Che cosa si legge in questi articolo sulle reazione anticorpale? L'articolo mostra che "285 su 285 (100%) pazienti con Covid-19 sviluppano IgG contro Sars-CoV-2 entro 19 giorni dall'inizio dei sintomi clinici", riassume dalla Emory University di Atlanta Guido Silvestri. Gli autori, si legge ancora nello studio, segnalano "risposte anticorpali acute a Sars-CoV-2 in 285 pazienti con Covid-19", su 285 arruolati. "Entro 19 giorni dall'esordio dei sintomi, il 100% dei pazienti è risultato positivo all'immunoglobulina G (IgG) antivirale", il tipo di anticorpo normalmente responsabile della protezione a lungo termine contro un agente microbico. "La sieroconversione per IgG e IgM si è verificata contemporaneamente o in sequenza. Entrambi i titoli" anticorpali "di IgG e IgM hanno raggiunto il plateau entro 6 giorni dalla sieroconversione".
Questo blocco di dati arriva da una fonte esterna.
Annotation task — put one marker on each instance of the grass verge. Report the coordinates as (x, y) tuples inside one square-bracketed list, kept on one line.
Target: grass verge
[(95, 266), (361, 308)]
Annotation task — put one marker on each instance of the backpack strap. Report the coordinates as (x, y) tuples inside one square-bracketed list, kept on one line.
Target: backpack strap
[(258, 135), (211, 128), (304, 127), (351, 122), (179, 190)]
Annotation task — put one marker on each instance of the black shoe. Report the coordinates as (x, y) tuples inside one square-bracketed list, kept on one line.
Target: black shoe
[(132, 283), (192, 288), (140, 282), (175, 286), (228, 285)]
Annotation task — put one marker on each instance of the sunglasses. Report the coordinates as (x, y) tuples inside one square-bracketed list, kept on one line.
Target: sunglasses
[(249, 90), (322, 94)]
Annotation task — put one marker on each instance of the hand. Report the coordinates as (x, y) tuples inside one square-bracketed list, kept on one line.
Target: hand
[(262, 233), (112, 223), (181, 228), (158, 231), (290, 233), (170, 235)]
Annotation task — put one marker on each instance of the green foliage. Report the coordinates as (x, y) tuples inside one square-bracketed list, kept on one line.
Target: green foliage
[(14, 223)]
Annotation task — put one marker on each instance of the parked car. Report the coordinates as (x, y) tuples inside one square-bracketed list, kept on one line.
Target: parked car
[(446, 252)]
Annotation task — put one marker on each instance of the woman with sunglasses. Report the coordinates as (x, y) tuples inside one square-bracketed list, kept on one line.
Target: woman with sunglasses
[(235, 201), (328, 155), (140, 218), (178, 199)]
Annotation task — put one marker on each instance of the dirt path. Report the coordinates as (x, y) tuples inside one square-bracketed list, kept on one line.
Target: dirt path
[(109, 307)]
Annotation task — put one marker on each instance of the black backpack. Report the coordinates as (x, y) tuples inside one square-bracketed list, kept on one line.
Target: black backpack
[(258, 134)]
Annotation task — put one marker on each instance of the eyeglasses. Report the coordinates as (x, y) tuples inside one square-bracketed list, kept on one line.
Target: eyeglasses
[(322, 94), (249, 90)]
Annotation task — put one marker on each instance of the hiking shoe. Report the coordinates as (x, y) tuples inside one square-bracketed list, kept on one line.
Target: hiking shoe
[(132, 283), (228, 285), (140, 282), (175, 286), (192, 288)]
Niente di definitivo, ma secondo gli autori per ora se ne può dedurre che "i test sierologici possono essere utili per la diagnosi di pazienti sospetti" Covid "con risultati Rt-Pcr (tamponi, ndr) negativi e per l'identificazione di infezioni asintomatiche". Il test usato in questo lavoro, precisa Silvestri in un lungo commento su Facebook, "usa come antigeni la nucleoproteina di Sars-CoV-2 e un peptide della spike", la proteina-arpione attraverso cui il nuovo coronavirus aggancia nelle cellule bersaglio. "Lo studio è importante - continua Silvestri, ce è co-fondatore con Burioni del Patto trasversale per la scienza - in quanto conferma che il nostro sistema immunitario monta una risposta anticorpale contro il virus. Risposta che con tutta probabilità, basandosi sui precedenti di Sars-1 e Mers, oltre che sui modelli animali di infezione da coronavirus, protegge dalla reinfezione o almeno dal ritorno della malattia. Come detto molte volte - precisa Silvestri - ancora non possiamo sapere quanto dura questa risposta (vi prego, non mi chiedete 'perché non lo possiamo sapere?'), ma i precedenti con virus simili suggeriscono che dovrebbe durare almeno 12-24 mesi".

E' di ieri la notizia che in Corea del Sud le 260 persone che risultavano "re-infettate" dopo un tampone negativo stavano solo eliminando materiale virale, che invece veniva rilevato dai successivi tamponi come se il virus fosse ancora presente nel loro organismo.